Town clerk Nomutsa Chideya last week confirmed that refuse collection had stopped because of the price stand-off between council and the contractors.


“Contractors had written to us requesting a review of the bin price and they are waiting for new prices before they can move back into their areas,” Chideya said.


“We paid them last Tuesday and they have promised that they will be moving in to clear the backlog this week. Bin prices have been increased from $92 to $439, with contractors having to procure their own fuel.”

Chideya said at the current cost of fuel council was no longer able to collect refuse twice a week.


Over the past month contractors have not been collecting refuse in the areas allocated to them, creating a health hazard. Council vehicles had to be called into some areas over the past two weekends to alleviate the deteriorating situation.


The Refuse Contractors Association of Zimbabwe (Refcaz) said in a document submitted to council in September that they were facing viability problems because of high inflation.


Refcaz said their general operational costs had gone up by an average 300% since the signing of the contracts earlier this year.

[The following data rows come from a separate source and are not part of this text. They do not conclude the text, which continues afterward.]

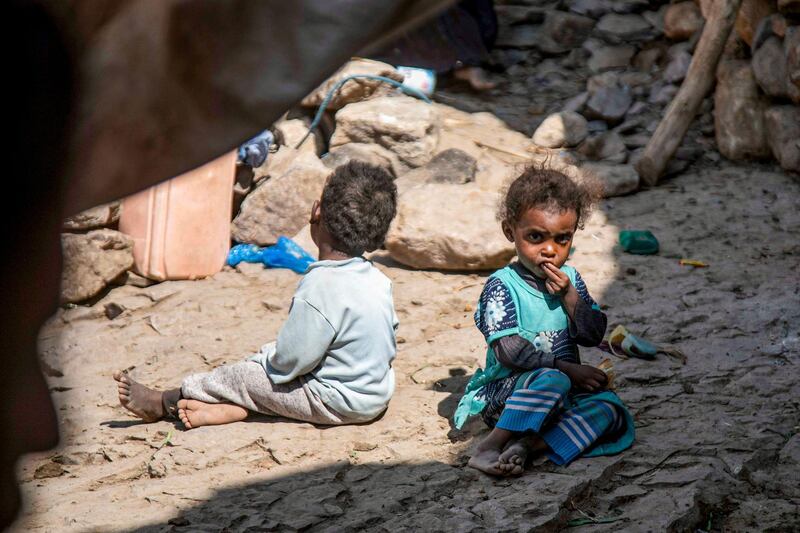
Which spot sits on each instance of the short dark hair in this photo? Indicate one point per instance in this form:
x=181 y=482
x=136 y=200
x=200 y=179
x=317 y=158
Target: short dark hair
x=358 y=203
x=544 y=187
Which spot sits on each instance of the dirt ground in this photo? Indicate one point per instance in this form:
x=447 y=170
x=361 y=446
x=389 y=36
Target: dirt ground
x=717 y=438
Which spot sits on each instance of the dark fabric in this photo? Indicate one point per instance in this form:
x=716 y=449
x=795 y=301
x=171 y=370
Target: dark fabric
x=588 y=325
x=167 y=86
x=462 y=36
x=518 y=354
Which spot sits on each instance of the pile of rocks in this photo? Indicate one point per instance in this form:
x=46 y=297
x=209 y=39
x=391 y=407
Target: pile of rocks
x=594 y=77
x=94 y=254
x=449 y=165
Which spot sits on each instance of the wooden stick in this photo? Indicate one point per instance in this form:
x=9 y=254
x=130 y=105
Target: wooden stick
x=699 y=80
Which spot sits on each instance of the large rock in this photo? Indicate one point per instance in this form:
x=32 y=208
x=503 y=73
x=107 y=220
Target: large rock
x=566 y=128
x=783 y=135
x=280 y=205
x=373 y=154
x=624 y=28
x=355 y=90
x=678 y=67
x=774 y=24
x=609 y=104
x=607 y=146
x=750 y=14
x=682 y=20
x=450 y=166
x=403 y=125
x=615 y=179
x=448 y=227
x=608 y=57
x=769 y=68
x=739 y=112
x=101 y=216
x=562 y=32
x=293 y=130
x=791 y=45
x=92 y=261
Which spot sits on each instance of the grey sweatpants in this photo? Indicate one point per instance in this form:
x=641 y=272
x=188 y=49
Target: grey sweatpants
x=248 y=385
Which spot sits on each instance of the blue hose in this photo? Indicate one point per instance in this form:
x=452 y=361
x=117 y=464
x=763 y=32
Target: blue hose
x=335 y=89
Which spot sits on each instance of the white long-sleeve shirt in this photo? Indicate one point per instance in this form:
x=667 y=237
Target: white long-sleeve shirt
x=340 y=337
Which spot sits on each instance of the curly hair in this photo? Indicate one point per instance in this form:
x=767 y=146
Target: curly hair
x=358 y=203
x=544 y=187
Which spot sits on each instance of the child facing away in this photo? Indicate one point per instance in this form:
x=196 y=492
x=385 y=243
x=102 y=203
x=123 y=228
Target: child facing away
x=332 y=362
x=534 y=392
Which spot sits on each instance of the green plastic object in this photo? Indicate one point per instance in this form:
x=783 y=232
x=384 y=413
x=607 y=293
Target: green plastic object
x=641 y=242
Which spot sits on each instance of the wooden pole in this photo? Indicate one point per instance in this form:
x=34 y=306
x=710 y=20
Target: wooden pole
x=699 y=80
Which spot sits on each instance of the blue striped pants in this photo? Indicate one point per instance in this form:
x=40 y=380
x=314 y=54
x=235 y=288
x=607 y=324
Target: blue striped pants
x=568 y=423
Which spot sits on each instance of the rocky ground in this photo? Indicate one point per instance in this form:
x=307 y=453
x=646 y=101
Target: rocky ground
x=717 y=445
x=717 y=437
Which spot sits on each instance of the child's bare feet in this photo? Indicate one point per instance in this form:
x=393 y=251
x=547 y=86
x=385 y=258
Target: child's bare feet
x=142 y=401
x=487 y=461
x=487 y=455
x=512 y=460
x=194 y=413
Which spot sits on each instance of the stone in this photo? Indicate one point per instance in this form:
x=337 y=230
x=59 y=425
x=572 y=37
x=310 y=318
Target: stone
x=678 y=67
x=450 y=166
x=769 y=68
x=101 y=216
x=599 y=81
x=750 y=14
x=292 y=132
x=789 y=7
x=629 y=6
x=656 y=18
x=607 y=146
x=790 y=453
x=791 y=45
x=609 y=104
x=783 y=135
x=576 y=103
x=373 y=154
x=448 y=227
x=616 y=180
x=521 y=36
x=591 y=8
x=405 y=126
x=566 y=128
x=774 y=24
x=563 y=31
x=280 y=205
x=647 y=59
x=513 y=15
x=303 y=239
x=355 y=90
x=92 y=261
x=624 y=28
x=608 y=57
x=596 y=126
x=682 y=20
x=739 y=112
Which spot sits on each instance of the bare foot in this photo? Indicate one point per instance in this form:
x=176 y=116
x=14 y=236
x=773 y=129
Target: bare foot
x=487 y=461
x=142 y=401
x=512 y=460
x=194 y=413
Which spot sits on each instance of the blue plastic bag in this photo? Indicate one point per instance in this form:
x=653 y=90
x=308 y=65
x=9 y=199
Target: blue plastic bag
x=283 y=254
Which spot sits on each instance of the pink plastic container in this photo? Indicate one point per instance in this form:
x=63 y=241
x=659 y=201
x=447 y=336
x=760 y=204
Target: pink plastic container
x=181 y=227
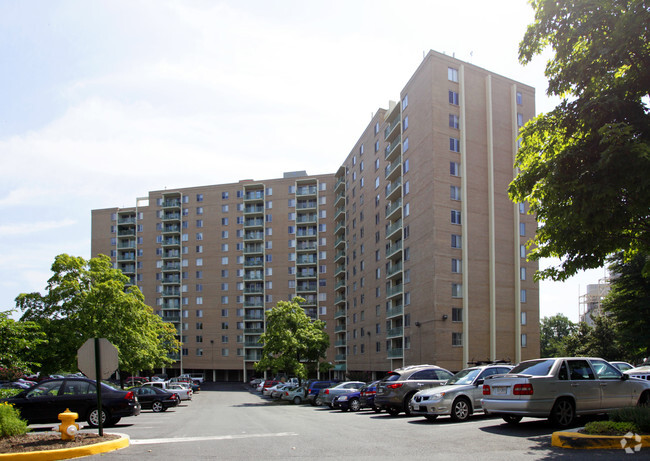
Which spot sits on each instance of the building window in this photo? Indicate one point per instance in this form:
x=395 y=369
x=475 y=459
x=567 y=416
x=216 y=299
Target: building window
x=454 y=192
x=456 y=290
x=452 y=74
x=454 y=145
x=455 y=217
x=453 y=98
x=456 y=265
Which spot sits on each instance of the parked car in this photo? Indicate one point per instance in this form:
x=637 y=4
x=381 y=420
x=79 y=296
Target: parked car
x=327 y=395
x=560 y=389
x=623 y=366
x=460 y=397
x=313 y=391
x=43 y=402
x=395 y=390
x=295 y=394
x=279 y=389
x=156 y=399
x=198 y=377
x=14 y=385
x=183 y=392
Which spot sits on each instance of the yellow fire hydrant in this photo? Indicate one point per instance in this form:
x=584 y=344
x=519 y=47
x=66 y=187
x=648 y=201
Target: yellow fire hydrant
x=68 y=428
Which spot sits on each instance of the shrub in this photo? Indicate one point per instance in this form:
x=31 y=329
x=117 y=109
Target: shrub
x=640 y=416
x=610 y=428
x=10 y=421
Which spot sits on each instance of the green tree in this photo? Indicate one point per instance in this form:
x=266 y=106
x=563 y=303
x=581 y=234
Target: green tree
x=17 y=340
x=292 y=341
x=628 y=303
x=584 y=167
x=87 y=299
x=553 y=331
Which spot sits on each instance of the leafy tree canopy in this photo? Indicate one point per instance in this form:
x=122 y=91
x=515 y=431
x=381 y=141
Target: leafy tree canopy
x=553 y=331
x=584 y=167
x=292 y=341
x=87 y=299
x=17 y=339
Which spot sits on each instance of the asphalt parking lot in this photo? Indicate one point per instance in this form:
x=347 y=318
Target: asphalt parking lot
x=230 y=422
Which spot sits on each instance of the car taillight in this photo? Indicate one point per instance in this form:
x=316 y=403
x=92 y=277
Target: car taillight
x=522 y=389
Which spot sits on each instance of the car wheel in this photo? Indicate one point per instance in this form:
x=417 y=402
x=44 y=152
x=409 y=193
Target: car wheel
x=512 y=419
x=407 y=404
x=460 y=410
x=393 y=411
x=563 y=413
x=93 y=417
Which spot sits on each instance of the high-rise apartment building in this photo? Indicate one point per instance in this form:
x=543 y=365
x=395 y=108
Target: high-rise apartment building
x=411 y=252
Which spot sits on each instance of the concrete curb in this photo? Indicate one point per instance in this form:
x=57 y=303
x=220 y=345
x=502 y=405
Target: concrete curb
x=67 y=453
x=575 y=440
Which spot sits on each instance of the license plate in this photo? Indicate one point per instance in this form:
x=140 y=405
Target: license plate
x=500 y=390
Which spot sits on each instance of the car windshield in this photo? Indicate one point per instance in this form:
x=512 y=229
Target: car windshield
x=533 y=367
x=466 y=376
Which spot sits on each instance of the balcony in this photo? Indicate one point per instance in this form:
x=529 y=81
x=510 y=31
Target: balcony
x=393 y=169
x=394 y=311
x=393 y=207
x=394 y=290
x=394 y=190
x=306 y=190
x=394 y=248
x=393 y=228
x=254 y=209
x=395 y=353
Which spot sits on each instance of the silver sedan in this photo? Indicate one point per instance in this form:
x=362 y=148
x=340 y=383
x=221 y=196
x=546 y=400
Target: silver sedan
x=560 y=389
x=459 y=397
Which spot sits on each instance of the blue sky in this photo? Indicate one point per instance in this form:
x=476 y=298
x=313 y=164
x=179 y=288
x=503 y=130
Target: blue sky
x=103 y=101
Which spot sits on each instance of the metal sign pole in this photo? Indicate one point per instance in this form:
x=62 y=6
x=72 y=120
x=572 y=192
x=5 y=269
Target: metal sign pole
x=98 y=383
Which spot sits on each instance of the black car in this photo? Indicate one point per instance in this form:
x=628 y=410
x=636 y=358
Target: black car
x=43 y=402
x=156 y=399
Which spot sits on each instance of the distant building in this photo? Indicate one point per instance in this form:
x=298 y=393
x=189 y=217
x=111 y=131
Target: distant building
x=411 y=251
x=591 y=301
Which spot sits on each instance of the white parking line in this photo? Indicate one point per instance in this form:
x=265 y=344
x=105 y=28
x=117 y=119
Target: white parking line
x=214 y=437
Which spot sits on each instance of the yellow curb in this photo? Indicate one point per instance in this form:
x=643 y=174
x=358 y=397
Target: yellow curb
x=67 y=453
x=579 y=441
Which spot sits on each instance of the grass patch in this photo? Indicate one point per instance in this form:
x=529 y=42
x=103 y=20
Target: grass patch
x=10 y=422
x=610 y=428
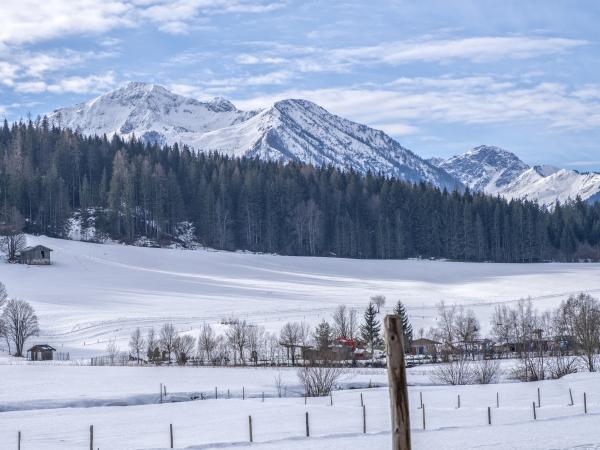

“We have incurred massive increases in all equipment needed to carry out our duty, especially fuel, vehicle parts and an inflation of up to 364%. Under such circumstances, we were forced to adjust our finance charges by a minimum 300%,” the association said.


Refcaz said its members were prepared to procure their own fuel if government would pay them a price commensurate with the expenses they would incur.


“Council should pay a working price, then we will procure fuel from whatever source where it is available,” Refcaz said.


In March this year council contracted five companies – Tony Gara’s Cleansing and Environmental Services, Joel Biggie Matiza’s Encore Consolidated, Oliver Chidawo’s Broadway Services, Miles Zata’s MNF Environmental Services, and Wills Gara’s Davex-corp. But their operations have been the subject of repeated disputes both over money and turf.